First, all native scans were performed. Afterwards, contrast enhanced scans were acquired, in a random order of the different dose levels. There was a gap of 30 minutes between the scans. 100 mAs scan ( =  base of the simulations) was achieved twice in order to minimize discrepancies between originals and simulations caused by differences in contrast accumulation.

https://doi.org/10.1371/journal.pone.0107843.g001

Standard image reconstructions (filtered back projection) were obtained with 3 mm slice thickness using the CA (smooth) kernel. The reconstruction field of view was 380 mm and matrix size was 512×512.

CT low dose simulation

The CT raw data of the 100 mAs scans were retrieved from the scanner and used as input for the low dose simulation tool, which takes in account both photonic and electronic noise. Details of the low dose simulation algorithm are given in reference [6]. The resulting simulated scans at target mAs ranging from 80 mAs down to 10 mAs were reconstructed off-line with the same reconstruction parameters as the original scans.

CT values and image noise

Hounsfield units (HU) of defined regions of interest (ROI) were determined and compared for original and simulated data. Image noise was defined as the standard deviation of a 50 mm2 ROI. Therefore, 10 representative ROIs were defined for the following material: back muscles, subcutaneous fat tissue of the ventral abdominal wall, lung tissue, fluid content of the gallbladder, and the lumbar vertebral bodies of the spine. For comparison of noise levels in different anatomical regions, image noise was defined of the shoulder girdle, dorsum, abdominal wall, and pelvis. Results of image noise were statistically analyzed for original and simulated data at corresponding radiation dose levels. Confidence intervals of mean discrepancies between the originals and simulations were calculated for all tissue and dose levels, respectively.
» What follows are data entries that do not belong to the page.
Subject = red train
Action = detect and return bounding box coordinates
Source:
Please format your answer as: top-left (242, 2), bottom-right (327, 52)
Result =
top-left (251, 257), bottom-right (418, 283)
Observer discrimination of simulated versus original images

For a qualitative assessment of the simulated images and to approve a realistic appearance of the images, observer evaluation was performed for the contrast- enhanced images of the swine. Therefore, transverse and coronal slices (slice thickness 3 mm) were formatted for the original and simulated data sets for all dose levels. Selection of imaging features and parameters are shown in Table 1. Therefore, multiplanar reformations with different windows settings were created. In total, 160 images (5 dose levels, 16 reconstructions, original and simulation) were evaluated. 2D images were randomly arranged one by one for subjective image evaluation. Four experienced radiologists (mean clinical experience 7 years, range 3–15 years) were instructed to rate each image with regard to originality (1 =  original scan or 2 =  simulated one).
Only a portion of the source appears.